(Photo Credit: Mark Hogan/Flickr)
The California Legislature has ended its work for 2015 and some very good results to address the state’s housing and infrastructure challenges were achieved.
Governor Brown signed three bills that California Forward and the California Economic Summit were supporting.
One of the most important bills (AB 313) was designed to amend an existing law creating Enhanced Infrastructure Financing Districts (EIFDs), a new governmental entity that was created in 2014.
With the dissolution of California Redevelopment Agencies in 2011, those looking to spur economic development have struggled to find alternative tools that create investment in communities where such investments don’t flow naturally. The EIFDs were born out of conversations in the California Economic Summit to fill that vacuum by proving a vehicle for funding public projects.
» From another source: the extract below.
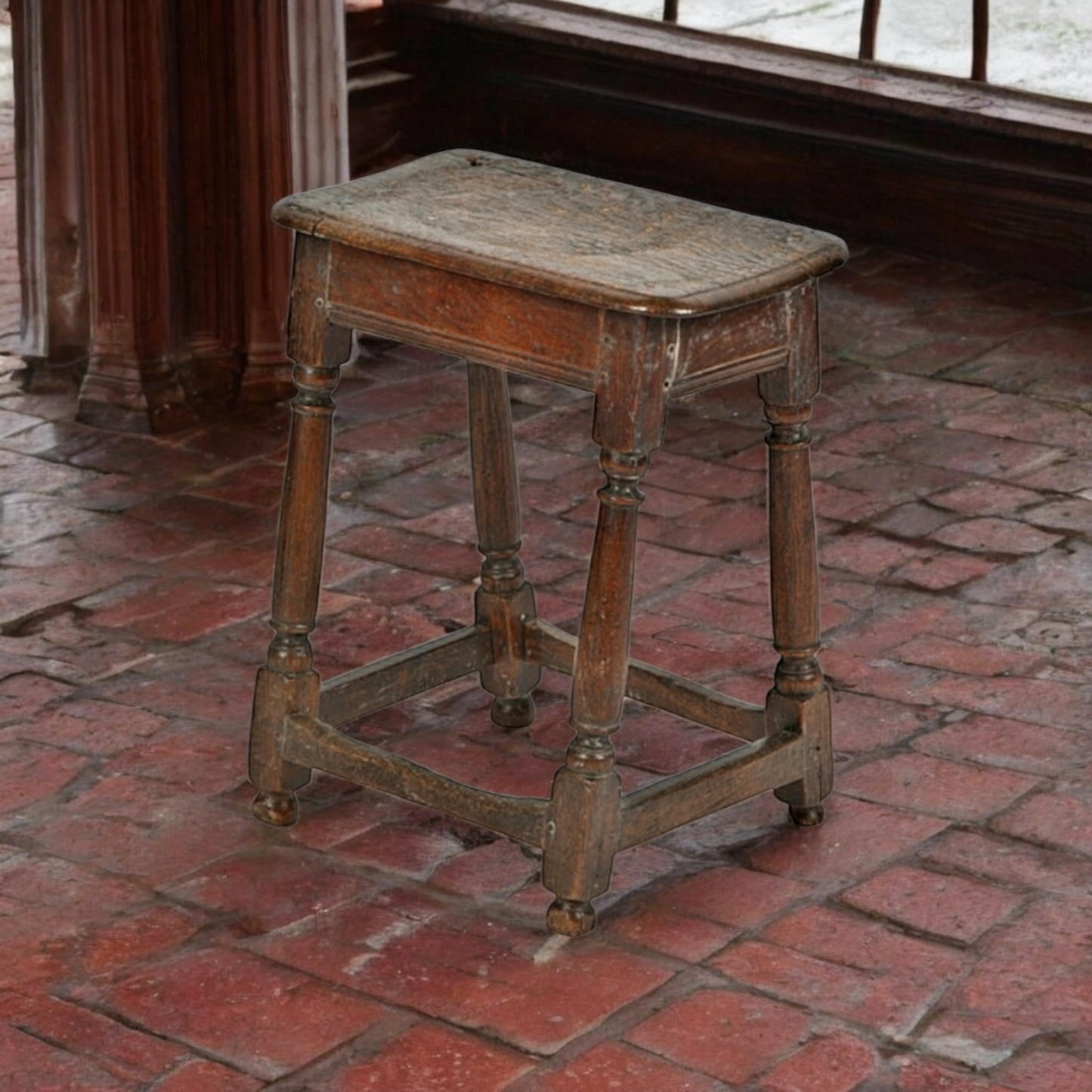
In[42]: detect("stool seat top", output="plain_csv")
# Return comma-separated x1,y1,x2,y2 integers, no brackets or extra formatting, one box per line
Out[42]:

This year’s legislation, sponsored by Assembly Speaker Toni Atkins (D-San Diego), refines EIFDs in two ways: It broadens the governance by allowing any local agency that brings resources to the table to participate on the governing board and it streamlines the assignments of duties of the new agency so infrastructure planning and development can be accomplished with all participating agencies.
These EIFDs continue to attract interest across California as a way to generate local and regional investments in areas like affordable housing, for example.
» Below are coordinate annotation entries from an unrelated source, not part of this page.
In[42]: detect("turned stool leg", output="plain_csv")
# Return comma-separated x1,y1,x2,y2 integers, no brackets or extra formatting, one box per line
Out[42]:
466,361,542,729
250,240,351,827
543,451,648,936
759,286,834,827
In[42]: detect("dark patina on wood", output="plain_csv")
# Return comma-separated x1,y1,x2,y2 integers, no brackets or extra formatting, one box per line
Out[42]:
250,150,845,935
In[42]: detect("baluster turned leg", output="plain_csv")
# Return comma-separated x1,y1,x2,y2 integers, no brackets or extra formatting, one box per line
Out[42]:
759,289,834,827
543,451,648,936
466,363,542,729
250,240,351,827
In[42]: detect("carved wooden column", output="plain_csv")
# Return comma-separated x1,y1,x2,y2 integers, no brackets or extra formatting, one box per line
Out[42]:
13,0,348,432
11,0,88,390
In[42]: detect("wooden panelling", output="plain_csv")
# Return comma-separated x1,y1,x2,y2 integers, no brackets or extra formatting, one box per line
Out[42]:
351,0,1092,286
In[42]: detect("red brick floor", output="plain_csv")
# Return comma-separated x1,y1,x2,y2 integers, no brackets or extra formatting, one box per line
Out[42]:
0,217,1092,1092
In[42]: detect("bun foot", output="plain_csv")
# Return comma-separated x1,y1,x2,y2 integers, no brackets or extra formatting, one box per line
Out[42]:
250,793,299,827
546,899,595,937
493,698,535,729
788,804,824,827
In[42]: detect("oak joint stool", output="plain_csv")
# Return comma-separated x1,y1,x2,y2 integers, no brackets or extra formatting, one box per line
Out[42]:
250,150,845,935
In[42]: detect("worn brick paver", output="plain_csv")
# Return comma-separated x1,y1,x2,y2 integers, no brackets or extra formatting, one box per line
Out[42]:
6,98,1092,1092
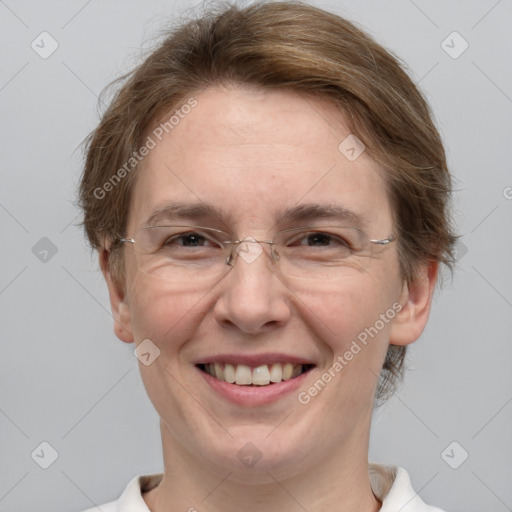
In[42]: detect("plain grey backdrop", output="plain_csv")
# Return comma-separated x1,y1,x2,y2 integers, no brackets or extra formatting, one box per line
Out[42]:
0,0,512,512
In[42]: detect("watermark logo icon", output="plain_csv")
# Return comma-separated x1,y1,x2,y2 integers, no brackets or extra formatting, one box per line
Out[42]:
454,240,469,261
441,441,469,469
236,443,262,469
32,236,57,263
338,133,366,162
30,441,59,469
441,30,469,59
30,32,59,59
133,338,160,366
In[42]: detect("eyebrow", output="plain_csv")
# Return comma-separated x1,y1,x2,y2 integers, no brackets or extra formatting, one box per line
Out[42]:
144,201,367,228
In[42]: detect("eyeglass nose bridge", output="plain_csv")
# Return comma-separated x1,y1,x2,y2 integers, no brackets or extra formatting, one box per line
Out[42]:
222,237,279,267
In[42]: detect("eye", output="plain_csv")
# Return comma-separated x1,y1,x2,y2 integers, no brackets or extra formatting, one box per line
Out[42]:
290,231,351,249
168,232,211,247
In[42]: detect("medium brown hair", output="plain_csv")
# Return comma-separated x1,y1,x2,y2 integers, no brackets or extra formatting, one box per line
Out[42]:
79,1,455,399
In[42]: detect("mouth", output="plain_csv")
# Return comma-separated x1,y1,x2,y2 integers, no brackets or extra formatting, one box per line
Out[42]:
196,362,315,387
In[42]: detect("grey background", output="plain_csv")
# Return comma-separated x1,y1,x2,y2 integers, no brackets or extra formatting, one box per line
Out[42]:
0,0,512,512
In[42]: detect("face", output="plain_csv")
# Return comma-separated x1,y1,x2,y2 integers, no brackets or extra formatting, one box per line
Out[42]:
106,86,432,481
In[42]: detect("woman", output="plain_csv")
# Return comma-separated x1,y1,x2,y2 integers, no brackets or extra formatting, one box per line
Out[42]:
80,2,455,512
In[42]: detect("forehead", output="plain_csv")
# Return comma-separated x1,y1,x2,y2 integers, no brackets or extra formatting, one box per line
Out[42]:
129,86,391,234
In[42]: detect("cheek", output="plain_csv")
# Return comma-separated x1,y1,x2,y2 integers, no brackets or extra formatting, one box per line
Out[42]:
125,274,201,348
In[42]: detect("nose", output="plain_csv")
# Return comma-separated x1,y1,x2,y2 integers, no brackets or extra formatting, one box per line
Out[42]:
214,239,291,335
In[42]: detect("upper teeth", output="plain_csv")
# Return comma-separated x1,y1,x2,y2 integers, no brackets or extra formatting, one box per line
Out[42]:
204,363,302,386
“People see EIFDs as a way to spur local and regional investment,” said Fred Silva, senior fiscal analyst for California Forward. “We encourage local leaders to develop a business plan for economic development of their communities and determine the infrastructure investments that will be needed to sustain a healthy local economy over time. “
The Governor signed two other pieces of legislation supported by the California Economic Summit.
AB 90 creates a framework for how California will spend funds received from the National Housing Trust Fund, which are expected to flow to states in 2016.
AB 744 reduces minimum parking requirements in affordable housing developments located near transit, helping to lower the cost so more homes can be built.
California’s housing supply for low- and middle-income Californians in the next ten years is falling far below demand. To close the state’s growing “housing gap”–and improve access to homes for low- and middle-income workers—one million more homes need to be built, studies show. The California Economic Summit, the state’s largest coalition of civic leaders committed to sustainable growth, has identified this shortage as a major challenge to shared prosperity, and it will be a main focus of attention when the Summit annual meeting is held November 12-13 in Ontario.
Governor Brown vetoed AB 35 and SB 377, which would have expanded state tax credits for affordable housing. His veto message, which included several other tax credit measures, was clear and direct:
“Despite strong revenue performance over the past few years, the state’s budget has remained precariously balanced due to unexpected costs and the provision of new services,” Brown said in his veto message.
“Given these financial uncertainties, I cannot support providing additional tax credits that will make balancing the state’s budget even more difficult,” Brown added.
Ray Pearl, executive director of the California Housing Consortium views the veto as a missed opportunity. “Affordable home builders in the state are dismayed by this shortsighted decision, but we are resolute in our goal to make homes for California’s workforce a priority once again,” Pearl said in a statement.
But according to CA Fwd’s Silva, the Governor may be open to addressing the state’s housing problem through the state budget process rather than the tax structure, something Silva believes can be taken up at the California Economic Summit.
“Discussing ways to develop and fund a multi-year source of revenue for a Housing Trust Fund is one idea that should get some attention,” said Silva.
The Summit will continue to tackle the barriers to an adequate supply of affordable homes close to jobs and transit, exploring new financing tools to lower infrastructure costs and streamlining approval processes to reduce uncertainty for builders and delays for new residents.